Economic Freedom Advances Human Rights
Pope Benedict XVI told the General Assembly of the United Nations that fundamental human values are the basis for religion and for human rights the UN seeks to advance. This shared foundation gives the UN and the Catholic Church common purpose in certain respects, His Holiness observes. Religion cannot be shut out of a body like the United Nations, he says, which aims at "a social order respectful of the dignity and rights of the person. … A vision of life firmly anchored in the religious dimension can help achieve this, since recognition of the transcendent value of every man and woman favors conversion of heart, which then leads to a commitment to resist violence, terrorism, war and to promote justice and peace.”
This is a worthy statement deserving a complementary conclusion. People acknowledge the transcendent value of the individual more readily when their own economic rights are respected. If abused and victimized economically, humanity eventually rebels with the sword and the gun.
To promote justice and peace, both the UN and the church would do well to put economic rights at or near the top of the human rights agenda. Human right number one: No government or government-sponsored central bank may issue currency which loses value after being exchanged for labor or produce. Manipulated currency harms poor workers worst of all. Inflationary currency robs workers of purchasing power commensurate with the value of their labor, while also depriving them of free choice to save for working capital or improved standard of living. If they save, their savings lose purchasing power. Deflationary currency deprives poor workers of jobs, since they are always the marginally employed.
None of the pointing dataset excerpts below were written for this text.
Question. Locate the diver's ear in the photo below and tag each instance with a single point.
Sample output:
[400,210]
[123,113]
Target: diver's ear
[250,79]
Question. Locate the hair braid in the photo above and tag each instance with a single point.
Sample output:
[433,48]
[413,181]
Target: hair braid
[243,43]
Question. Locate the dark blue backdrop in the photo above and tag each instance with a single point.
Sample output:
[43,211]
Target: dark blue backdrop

Human right number two: No person shall be taxed more than one-quarter of gains from labor or enterprise by all governments asserting authority over the individual. Twenty-five percent of earnings and all net income of every kind ought to be the limit of government’s power to take from an individual. Government can always assert that the “common good” requires the individual to give up the fruits of productivity, all the way to one hundred percent. The fact remains, however, that every increase in marginal tax rate drains capital from private endeavors and thereby costs jobs. A person ought to have unfettered right to three-quarters of his produce. With this human right observed by governments, individuals and societies prosper.
If the United Nations and the Catholic Church promote these human rights, they will be opposed by global mercantilist interests. Mercantilists are those with pools of “organized money” who influence government power for their financial gain. From the Middle Ages through the Eighteenth Century, mercantilism reigned in most nations. Influential courtiers of monarchies (and their counterparts in other forms of government) acquired market monopoly licenses protected by trade embargoes and tariffs. Impoverished populations were told the high prices they paid for necessities protected their jobs from cheap foreign competition.
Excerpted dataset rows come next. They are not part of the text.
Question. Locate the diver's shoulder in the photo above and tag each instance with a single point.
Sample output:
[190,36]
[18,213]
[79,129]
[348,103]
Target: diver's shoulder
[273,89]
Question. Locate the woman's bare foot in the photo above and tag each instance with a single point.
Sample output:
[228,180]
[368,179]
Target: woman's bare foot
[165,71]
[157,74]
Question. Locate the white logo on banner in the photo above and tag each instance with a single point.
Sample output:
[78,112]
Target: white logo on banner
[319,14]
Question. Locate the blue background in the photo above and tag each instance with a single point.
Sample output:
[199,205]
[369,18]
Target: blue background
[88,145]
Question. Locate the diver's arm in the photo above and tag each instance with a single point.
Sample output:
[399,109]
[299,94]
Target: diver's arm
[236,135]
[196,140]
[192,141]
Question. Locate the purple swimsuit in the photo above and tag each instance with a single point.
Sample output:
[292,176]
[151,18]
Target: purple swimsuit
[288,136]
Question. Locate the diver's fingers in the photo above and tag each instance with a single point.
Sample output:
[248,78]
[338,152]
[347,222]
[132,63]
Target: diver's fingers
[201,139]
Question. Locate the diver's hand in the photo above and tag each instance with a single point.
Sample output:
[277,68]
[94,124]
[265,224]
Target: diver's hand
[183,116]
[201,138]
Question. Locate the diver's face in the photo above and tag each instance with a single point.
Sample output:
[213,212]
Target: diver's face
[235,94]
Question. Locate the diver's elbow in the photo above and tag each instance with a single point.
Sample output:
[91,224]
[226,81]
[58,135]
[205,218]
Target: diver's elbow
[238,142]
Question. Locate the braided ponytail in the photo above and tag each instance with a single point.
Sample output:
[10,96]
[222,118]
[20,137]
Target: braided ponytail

Twenty-first Century mercantilists have learned to rake greater profits from financial markets without participating in the dirty work of producing goods and services. Managed currency value is better disguised than tariffs and more useful to mercantilists as a weapon of trade war. Manipulating interest rates can drive asset prices up and down. Mercantilists will not easily relinquish advantages as central banking insiders who know before the rest of us how particular currencies will be “managed” by interest rates and the injection or draining of liquidity.
Sad to say, global mercantilism lives in the United States. Its dominant influence at the Federal Reserve and at the U. S. Treasury should be obvious, but is not well reported or understood. The hallmark of Federal Reserve monetary policy since 1971 has been its manipulation of domestic interest rates. Concurrently, the Fed has devalued the dollar by ninety-six percent during the same period, mixed with bouts of severe deflation that serve as wrecking balls of economic growth. During the past twelve months alone, the dollar has been devalued 50 percent relative to gold (the only yardstick that works or matters), while economies of Europe and Asia are battered by U. S. “competition” made possible only by the weak dollar. Other central banks struggle under pressures to devalue along with the dollar, though doing so will not enable their people to avoid the ravages of inflation that will follow.
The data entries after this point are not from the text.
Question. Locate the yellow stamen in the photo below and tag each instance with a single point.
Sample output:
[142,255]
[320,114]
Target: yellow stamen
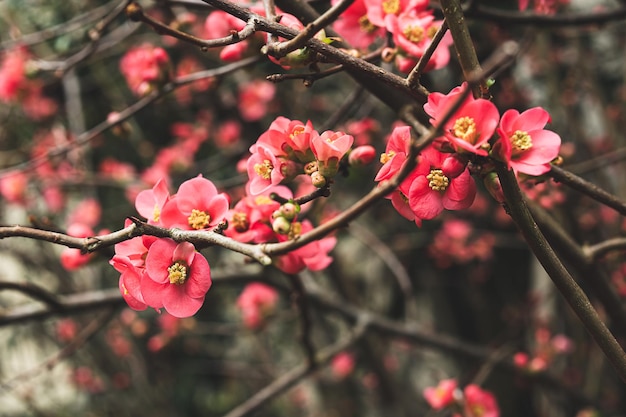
[437,180]
[414,33]
[465,128]
[391,6]
[366,25]
[198,219]
[177,273]
[521,141]
[386,157]
[240,222]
Human rights to stable currency and low taxes would advance global peace, justice and prosperity like nothing else on the international agenda. The federal government of the United States can advance these human rights more readily than can the United Nations or the Catholic Church. Reform of monetary policy at the U. S. Treasury and the Federal Reserve can produce stable currency for global commerce, permitting all other central banks to conform their own practices. Lower marginal tax rates in the U. S. drive tax rates lower around the world, as occurred in the Eighties. Right now, though, the U. S. is lagging other nations in cutting tax rates and threatens to allow the 2003 tax rates to jump immensely when they expire in 2010. Congress ought not to do that.
The Federal Reserve must stop manipulating interest rates and allow markets to set them. The Fed should be ordered by Treasury or the President to manage liquidity to stabilize the dollar’s value at a specified target price between $450 and $500 per ounce of gold. Current policy will continue to reward billionaire currency speculators and doom the world to recurring boom, bust and stagflation. Better to do our part to advance human rights. The UN and the Catholic Church are welcome to help.